My Journey to Infrastructure as Code - Part 1

This is the first part of a multipart series on how I introduced Infrastructure as Code(IaC) processes to my organization. My end goal is to implement a complete IaC pipeline from image build to deployment of infrastructure, but we are an organization that needs to go through a bit of a transformation and need to take this journey in small incremental steps. We have a very on-premises bias to our systems due to strict compliance regulations. However, there is a desire to run more workloads in the cloud where appropriate. So we are looking for a solution that is capable of hybrid cloud, or at the very least not to suffer from cloud or vendor lock in.

One thing that does not lack in the IaC space is tool options, and this may be the toughest part to getting started. As an Infrastructure Engineer, I have spent years looking at different tools for provisioning, configuration management, and deployment. Furthermore, as I have planned out this implementation, I have spent months studying different tools to narrow down the tool chain that I believe is best for us and will work well to compliment each tool’s strengths and weaknesses. There are literally dozens of great tools out there, and there is no one right answer to tool selection. It all depends on you and your team’s preferences, and what works for your organization. The initial set of tools I will be implementing are:

This list is by no means exhaustive, and I already have other ideas for tools that will be needed down the line. For instance, Chef’s InSpec for infrastructure testing once we have our pipelines running.

I’m sure someone out there is thinking, “Wow, you are an organization just starting out in DevOps, and jumping right into Kubernetes?” The answer is – kind of and its complicated. There is a learning curve for not only IaC in general, but also the tools involved in running these environments. Our plan is to start running some of our team’s tools within containers and kubernetes to learn the intricacies and nuances of these enviroments to better support our development teams going forward.

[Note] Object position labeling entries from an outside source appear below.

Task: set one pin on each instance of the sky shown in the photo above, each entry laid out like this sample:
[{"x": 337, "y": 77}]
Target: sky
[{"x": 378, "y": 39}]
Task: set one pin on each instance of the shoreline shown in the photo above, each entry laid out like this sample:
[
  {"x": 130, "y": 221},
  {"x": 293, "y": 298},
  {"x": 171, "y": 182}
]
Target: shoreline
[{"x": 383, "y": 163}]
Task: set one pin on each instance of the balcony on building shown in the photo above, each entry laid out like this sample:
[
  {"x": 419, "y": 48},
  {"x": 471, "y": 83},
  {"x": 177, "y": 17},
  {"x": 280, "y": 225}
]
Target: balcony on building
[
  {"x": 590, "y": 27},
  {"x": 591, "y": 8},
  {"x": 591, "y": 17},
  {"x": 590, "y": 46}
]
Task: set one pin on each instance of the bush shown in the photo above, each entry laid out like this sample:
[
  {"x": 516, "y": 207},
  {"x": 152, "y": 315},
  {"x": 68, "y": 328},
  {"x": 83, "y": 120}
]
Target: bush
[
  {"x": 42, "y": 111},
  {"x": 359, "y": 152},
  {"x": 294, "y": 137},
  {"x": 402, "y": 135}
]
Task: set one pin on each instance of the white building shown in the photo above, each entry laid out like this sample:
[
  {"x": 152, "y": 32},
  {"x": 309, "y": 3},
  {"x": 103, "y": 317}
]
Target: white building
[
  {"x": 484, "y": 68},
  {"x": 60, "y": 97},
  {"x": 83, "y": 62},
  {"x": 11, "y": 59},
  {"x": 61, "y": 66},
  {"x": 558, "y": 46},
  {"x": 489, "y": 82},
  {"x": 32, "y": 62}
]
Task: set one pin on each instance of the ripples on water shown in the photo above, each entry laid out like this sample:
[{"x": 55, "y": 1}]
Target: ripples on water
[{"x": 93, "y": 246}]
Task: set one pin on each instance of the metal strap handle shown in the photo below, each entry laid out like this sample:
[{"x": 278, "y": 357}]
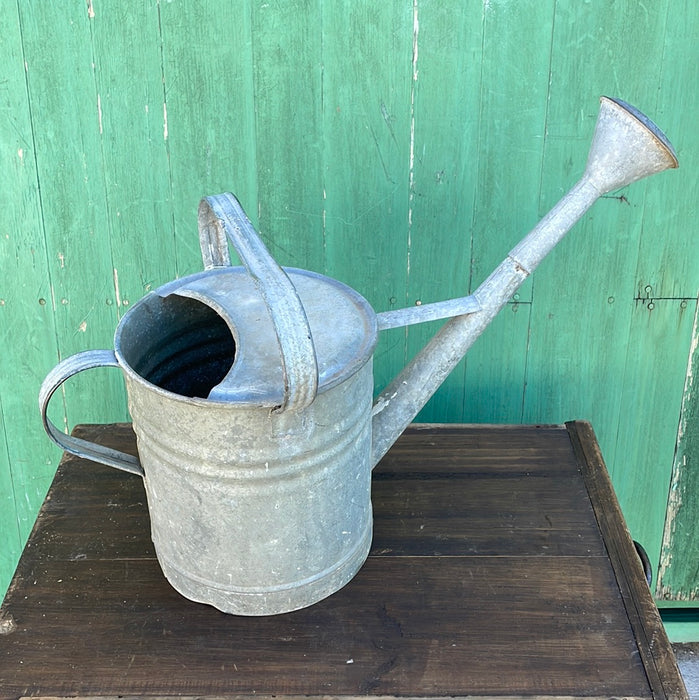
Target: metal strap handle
[
  {"x": 83, "y": 448},
  {"x": 222, "y": 215}
]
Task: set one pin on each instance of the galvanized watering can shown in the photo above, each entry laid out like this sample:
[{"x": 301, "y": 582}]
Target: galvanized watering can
[{"x": 251, "y": 389}]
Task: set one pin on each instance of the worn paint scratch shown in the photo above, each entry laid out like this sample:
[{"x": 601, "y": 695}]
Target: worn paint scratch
[
  {"x": 411, "y": 171},
  {"x": 99, "y": 111},
  {"x": 675, "y": 500}
]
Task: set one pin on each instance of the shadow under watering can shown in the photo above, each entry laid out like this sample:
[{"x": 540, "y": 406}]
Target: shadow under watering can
[{"x": 251, "y": 394}]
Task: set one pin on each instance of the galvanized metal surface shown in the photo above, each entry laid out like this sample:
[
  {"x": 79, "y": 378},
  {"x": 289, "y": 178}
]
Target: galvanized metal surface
[
  {"x": 626, "y": 147},
  {"x": 257, "y": 510}
]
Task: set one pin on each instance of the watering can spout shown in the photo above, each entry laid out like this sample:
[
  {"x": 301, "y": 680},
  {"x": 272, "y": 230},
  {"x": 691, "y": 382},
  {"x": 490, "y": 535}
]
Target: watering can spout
[{"x": 626, "y": 147}]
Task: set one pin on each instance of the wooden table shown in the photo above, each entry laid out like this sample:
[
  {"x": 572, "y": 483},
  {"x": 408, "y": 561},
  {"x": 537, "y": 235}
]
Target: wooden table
[{"x": 501, "y": 567}]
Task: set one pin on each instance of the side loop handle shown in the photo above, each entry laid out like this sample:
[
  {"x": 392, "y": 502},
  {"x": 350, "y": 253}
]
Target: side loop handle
[
  {"x": 222, "y": 215},
  {"x": 83, "y": 448}
]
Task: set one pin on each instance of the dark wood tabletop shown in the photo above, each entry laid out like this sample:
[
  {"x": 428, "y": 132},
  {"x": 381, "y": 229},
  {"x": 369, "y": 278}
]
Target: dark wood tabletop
[{"x": 501, "y": 567}]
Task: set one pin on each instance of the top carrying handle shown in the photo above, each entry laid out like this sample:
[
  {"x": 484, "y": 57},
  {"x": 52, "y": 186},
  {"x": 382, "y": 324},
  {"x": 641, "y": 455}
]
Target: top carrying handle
[{"x": 222, "y": 216}]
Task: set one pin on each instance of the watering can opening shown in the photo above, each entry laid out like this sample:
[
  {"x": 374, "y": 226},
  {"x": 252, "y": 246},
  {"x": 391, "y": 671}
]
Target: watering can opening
[{"x": 179, "y": 344}]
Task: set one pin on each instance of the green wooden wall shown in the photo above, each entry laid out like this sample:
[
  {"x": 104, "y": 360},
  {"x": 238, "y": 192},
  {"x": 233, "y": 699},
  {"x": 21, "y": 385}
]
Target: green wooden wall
[{"x": 402, "y": 147}]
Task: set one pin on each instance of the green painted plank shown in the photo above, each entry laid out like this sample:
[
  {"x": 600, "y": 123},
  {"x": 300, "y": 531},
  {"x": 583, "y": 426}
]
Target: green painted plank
[
  {"x": 288, "y": 88},
  {"x": 651, "y": 398},
  {"x": 676, "y": 273},
  {"x": 129, "y": 80},
  {"x": 27, "y": 332},
  {"x": 65, "y": 111},
  {"x": 210, "y": 109},
  {"x": 444, "y": 132},
  {"x": 587, "y": 349},
  {"x": 367, "y": 81},
  {"x": 515, "y": 75},
  {"x": 678, "y": 577},
  {"x": 10, "y": 543},
  {"x": 582, "y": 293}
]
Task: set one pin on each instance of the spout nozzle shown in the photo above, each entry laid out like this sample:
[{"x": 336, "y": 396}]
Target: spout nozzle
[{"x": 626, "y": 147}]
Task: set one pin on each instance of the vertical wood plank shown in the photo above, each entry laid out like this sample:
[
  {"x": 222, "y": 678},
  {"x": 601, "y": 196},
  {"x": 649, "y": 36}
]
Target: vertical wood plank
[
  {"x": 511, "y": 130},
  {"x": 367, "y": 78},
  {"x": 129, "y": 79},
  {"x": 288, "y": 73},
  {"x": 27, "y": 331},
  {"x": 66, "y": 119},
  {"x": 674, "y": 271},
  {"x": 678, "y": 575},
  {"x": 650, "y": 404},
  {"x": 443, "y": 148},
  {"x": 209, "y": 104},
  {"x": 582, "y": 294}
]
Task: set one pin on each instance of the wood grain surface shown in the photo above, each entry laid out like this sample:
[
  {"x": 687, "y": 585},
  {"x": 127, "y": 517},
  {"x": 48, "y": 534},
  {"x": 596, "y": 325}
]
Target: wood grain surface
[{"x": 500, "y": 567}]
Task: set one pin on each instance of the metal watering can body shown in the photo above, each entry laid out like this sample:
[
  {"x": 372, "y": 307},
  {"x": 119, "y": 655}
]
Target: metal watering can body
[{"x": 251, "y": 394}]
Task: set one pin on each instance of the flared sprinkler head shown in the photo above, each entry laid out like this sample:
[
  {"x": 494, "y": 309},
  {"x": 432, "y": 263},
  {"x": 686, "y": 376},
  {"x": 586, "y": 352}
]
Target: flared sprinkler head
[{"x": 626, "y": 147}]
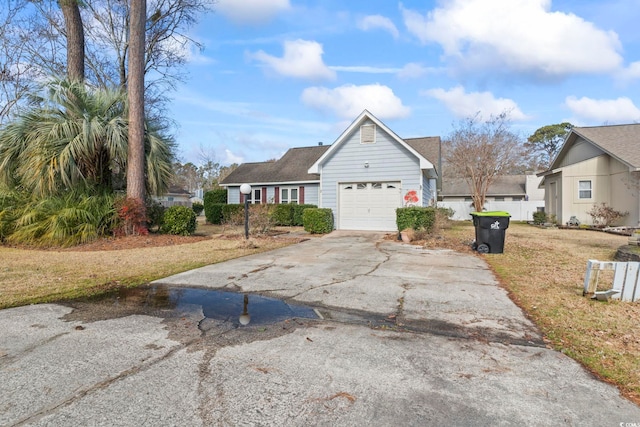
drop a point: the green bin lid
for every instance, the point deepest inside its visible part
(491, 213)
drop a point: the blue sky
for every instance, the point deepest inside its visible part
(277, 74)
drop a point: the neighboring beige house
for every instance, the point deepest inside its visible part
(519, 195)
(599, 164)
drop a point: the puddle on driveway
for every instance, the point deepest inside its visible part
(166, 301)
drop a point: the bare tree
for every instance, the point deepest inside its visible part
(75, 39)
(36, 39)
(480, 151)
(135, 93)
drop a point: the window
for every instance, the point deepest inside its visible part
(257, 195)
(368, 134)
(584, 189)
(289, 196)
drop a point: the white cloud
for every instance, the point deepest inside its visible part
(620, 110)
(373, 22)
(630, 73)
(231, 158)
(464, 104)
(349, 101)
(364, 69)
(250, 12)
(301, 59)
(412, 71)
(521, 35)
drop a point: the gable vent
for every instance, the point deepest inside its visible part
(368, 134)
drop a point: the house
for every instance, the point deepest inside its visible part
(599, 164)
(519, 195)
(366, 174)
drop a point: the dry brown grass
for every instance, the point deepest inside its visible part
(543, 269)
(32, 276)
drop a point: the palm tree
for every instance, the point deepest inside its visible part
(77, 138)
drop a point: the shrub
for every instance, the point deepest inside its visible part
(233, 214)
(317, 220)
(155, 214)
(63, 220)
(179, 220)
(603, 215)
(197, 208)
(416, 218)
(298, 211)
(283, 215)
(539, 217)
(212, 201)
(132, 217)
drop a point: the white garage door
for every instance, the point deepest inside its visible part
(369, 206)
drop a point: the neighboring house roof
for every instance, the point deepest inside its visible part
(177, 191)
(621, 142)
(292, 167)
(421, 143)
(506, 185)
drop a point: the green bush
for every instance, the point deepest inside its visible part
(539, 217)
(213, 212)
(179, 220)
(231, 211)
(282, 215)
(416, 218)
(197, 208)
(63, 220)
(155, 214)
(298, 210)
(317, 220)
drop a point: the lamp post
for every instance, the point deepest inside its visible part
(246, 190)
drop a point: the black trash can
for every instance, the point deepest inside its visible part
(490, 231)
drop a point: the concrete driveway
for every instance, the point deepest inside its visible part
(406, 337)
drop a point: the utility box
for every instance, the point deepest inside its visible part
(490, 231)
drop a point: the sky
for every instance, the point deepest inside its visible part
(277, 74)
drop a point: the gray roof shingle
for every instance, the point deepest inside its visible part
(620, 141)
(292, 167)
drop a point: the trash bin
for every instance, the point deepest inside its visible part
(490, 230)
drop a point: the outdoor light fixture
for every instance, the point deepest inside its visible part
(246, 190)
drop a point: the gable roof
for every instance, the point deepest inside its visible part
(505, 185)
(292, 167)
(424, 162)
(621, 142)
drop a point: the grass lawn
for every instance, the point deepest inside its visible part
(543, 270)
(36, 276)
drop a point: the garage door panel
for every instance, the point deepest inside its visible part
(369, 206)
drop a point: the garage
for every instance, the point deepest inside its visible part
(369, 206)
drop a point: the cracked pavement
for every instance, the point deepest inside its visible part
(408, 336)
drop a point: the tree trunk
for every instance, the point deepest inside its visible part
(75, 39)
(135, 93)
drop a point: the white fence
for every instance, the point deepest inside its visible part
(519, 211)
(626, 281)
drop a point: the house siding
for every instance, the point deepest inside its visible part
(611, 183)
(387, 161)
(310, 190)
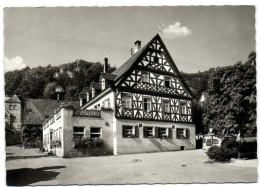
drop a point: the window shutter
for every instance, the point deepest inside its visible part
(145, 132)
(136, 131)
(156, 132)
(124, 131)
(169, 132)
(187, 133)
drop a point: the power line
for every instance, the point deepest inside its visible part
(24, 34)
(60, 39)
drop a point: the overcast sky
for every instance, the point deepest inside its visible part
(197, 37)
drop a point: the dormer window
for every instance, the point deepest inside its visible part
(167, 81)
(145, 77)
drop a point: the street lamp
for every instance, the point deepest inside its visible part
(211, 134)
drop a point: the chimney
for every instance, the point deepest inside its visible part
(105, 65)
(137, 46)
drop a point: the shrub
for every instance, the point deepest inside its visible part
(219, 154)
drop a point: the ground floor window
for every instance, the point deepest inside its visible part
(182, 133)
(95, 132)
(128, 131)
(78, 132)
(149, 132)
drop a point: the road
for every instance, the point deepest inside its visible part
(31, 167)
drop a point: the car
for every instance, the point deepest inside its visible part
(207, 142)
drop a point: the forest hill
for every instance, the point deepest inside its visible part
(229, 109)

Just to set some expectations for what I am building. As stated, our organization as a whole is just beginning to explore the world of DevOps. We have some pockets on the application side that are doing some really great things, but there is still a lot of transformation that will need to take place. My team is responsible for hardware, storage, network, and operating systems. We do help with some application deployment, but it is not entirely our responsiblity. So to start out we are not looking for entirely imutable infrastructure that we tear down and rebuild with every release. We may get there, but that is not a goal of this first phase rollout. The initial goal is to automate as much of the builds as possible, and then be able to control the configuration through code.

Git

You can’t have Infrastructure as Code, if you don’t have code, and having code without source control doesn’t help anyone. The first step is to setup a git repository and determine the file structure we want to use. Again, there is no right answer here, its just what works for your organization. The stucture I’m starting with is:

<project>
|
├── roles/
│   └── <ansible role>
│   └── <ansible role>
├── modules/
│   └── <terraform module>
│   └── <terraform module>
├── environment/
│   └── master
│   └── stage
│   └── development
├── files/
├── outputs/
├── tests/
├── main.tf
├── providers.tf
├── variables.tf
├── outputs.tf
├── playbook.yml
└── Jenkinsfile

This structure would have a separate repository for each project. Each project would have a branch for each lifecycle environment, i.e. Development branch, Testing branch, Staging branch, and the Master branch would be the Production environment. Branches should only be able to accept Pull Requests from the preceding branch, and each branch would have its own Jenkins Pipeline which would trigger on commits.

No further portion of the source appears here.